The rotating control device 78 may be interconnected between the sliding joint 66 and the blowout preventer stack 14. The blowout preventer stack 14 may be positioned above water level 84.
The rotating control device 78 may be interconnected between the sliding joint 66 and the slip joint 18 locked in a closed position thereof.
In various embodiments of apparatus described above, the sliding joint 66 may include multiple sets of telescoping sleeves, with each set including at least two of the sleeves. For example, the sliding joint 66 may include at least six of the sleeves 86, 88, 90, 92, 94, 96, 146.
In various embodiments, the sliding joint 66 may include multiple radially overlapping seal assemblies 100. Each seal assembly 100 may radially outwardly overlie a next radially inwardly positioned one of the seal assemblies.

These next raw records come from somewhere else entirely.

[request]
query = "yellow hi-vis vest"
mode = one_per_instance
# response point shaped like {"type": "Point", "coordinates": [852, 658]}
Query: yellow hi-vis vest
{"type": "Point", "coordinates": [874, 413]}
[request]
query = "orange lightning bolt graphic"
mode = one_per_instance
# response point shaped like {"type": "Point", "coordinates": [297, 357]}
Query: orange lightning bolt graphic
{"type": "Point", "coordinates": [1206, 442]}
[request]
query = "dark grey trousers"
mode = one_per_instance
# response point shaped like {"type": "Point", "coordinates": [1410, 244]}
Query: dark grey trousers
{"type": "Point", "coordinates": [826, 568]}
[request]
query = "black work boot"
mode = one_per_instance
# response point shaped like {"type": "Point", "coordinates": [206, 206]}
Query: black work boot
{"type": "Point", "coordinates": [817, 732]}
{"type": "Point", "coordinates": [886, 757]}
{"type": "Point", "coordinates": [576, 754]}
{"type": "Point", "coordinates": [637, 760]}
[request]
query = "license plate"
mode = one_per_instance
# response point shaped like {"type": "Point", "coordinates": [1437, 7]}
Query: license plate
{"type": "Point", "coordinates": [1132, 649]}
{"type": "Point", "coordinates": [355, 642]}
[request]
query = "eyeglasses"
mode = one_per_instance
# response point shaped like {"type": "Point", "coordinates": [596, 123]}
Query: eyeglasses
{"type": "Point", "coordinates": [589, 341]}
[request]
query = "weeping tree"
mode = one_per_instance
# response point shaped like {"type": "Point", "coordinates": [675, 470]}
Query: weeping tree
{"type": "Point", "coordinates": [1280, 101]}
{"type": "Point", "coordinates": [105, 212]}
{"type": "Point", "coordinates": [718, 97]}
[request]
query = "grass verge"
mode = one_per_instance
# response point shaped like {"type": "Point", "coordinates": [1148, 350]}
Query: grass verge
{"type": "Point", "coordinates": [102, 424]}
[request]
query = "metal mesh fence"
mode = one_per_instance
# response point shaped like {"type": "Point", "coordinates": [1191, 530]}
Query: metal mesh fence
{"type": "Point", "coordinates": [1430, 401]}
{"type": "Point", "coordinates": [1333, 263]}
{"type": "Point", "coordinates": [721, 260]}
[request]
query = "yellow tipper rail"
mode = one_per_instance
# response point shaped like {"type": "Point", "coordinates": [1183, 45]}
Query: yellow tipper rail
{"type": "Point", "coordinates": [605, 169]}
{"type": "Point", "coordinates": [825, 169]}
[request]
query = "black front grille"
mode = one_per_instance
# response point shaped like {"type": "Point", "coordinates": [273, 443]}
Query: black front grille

Of course, a person skilled in the art would, upon a careful consideration of the above description of representative embodiments of the invention, readily appreciate that many modifications, additions, substitutions, deletions, and other changes may be made to these specific embodiments, and such changes are within the scope of the principles of the present invention. Accordingly, the foregoing detailed description is to be clearly understood as being given by way of illustration and example only, the spirit and scope of the present invention being limited solely by the appended claims and their equivalents.